Ultraviolet treatment (Phototherapy)

This is the treatment of choice for extensive and stubborn psoriasis. Ultraviolet can be given as the only therapy, but combination therapy to achieve a synergistic effect is preferable. Combination treatments with Neo-Tigason or Dithranol speeded the treatment.

NARROWBAND UVB 311nm.

This is the newest UV treatment. A short duration of exposure and even better results if in combination with Crème Classique® Ointment or Cream, Dithranol, Zorak, Crème Classique® Coal Tar Cream, Neo- Tigason or the new systemic treatments. Narrowband UVB treatment is available at Advanced Dermatology www.advanceddermatology.co.za for more information.

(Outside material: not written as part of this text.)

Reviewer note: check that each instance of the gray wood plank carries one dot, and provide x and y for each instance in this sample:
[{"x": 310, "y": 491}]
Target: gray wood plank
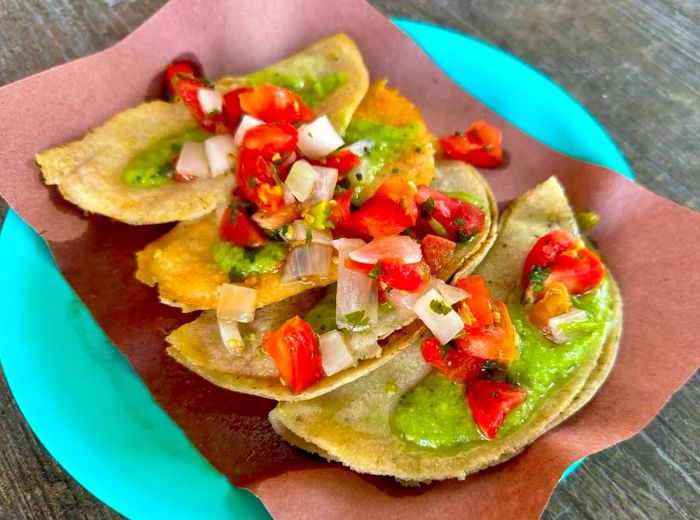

In South Africa, medical aid usually pays for the treatments. There are trained physiotherapists who perform the treatments at the clinics. Long term remissions for months or even years may be anticipated.

New Treatments

  • Tacrolimus topical cream: Expensive and not as effective as in eczema and usually only for facial psoriasis. Trade name: ‘PRETOPIC’. May burn the skin.
  • Tacalcitol ointment: A new vitamin D3 from Japan (Bonalfa). Also for icthyosis, pustular eruption of palms and soles, palmoplantar keratoderma, pityriasis rubra pilaris. 83% of pro-psoriasis patients cleared, and side effects in 0.3 – 1% of patients only.
  • Liarozole fumerate (Janssen): An Imidazole, inhibiting cytochrome P450 followed by accumulation of endogenic produced retinoic acid for psoriasis and icthyosis. 77% of patients improved in 12 weeks. Side effects as in retinoids with dry oral mucosa, itching and headaches. 75mg bd 1 month, then 50mg bd for 8 weeks. Topical application to be developed.
  • Tagretin RX Receptor (Not RA Receptor) Retinoid. Sup of Thyroid and triglycerides. No dry eyes or lips.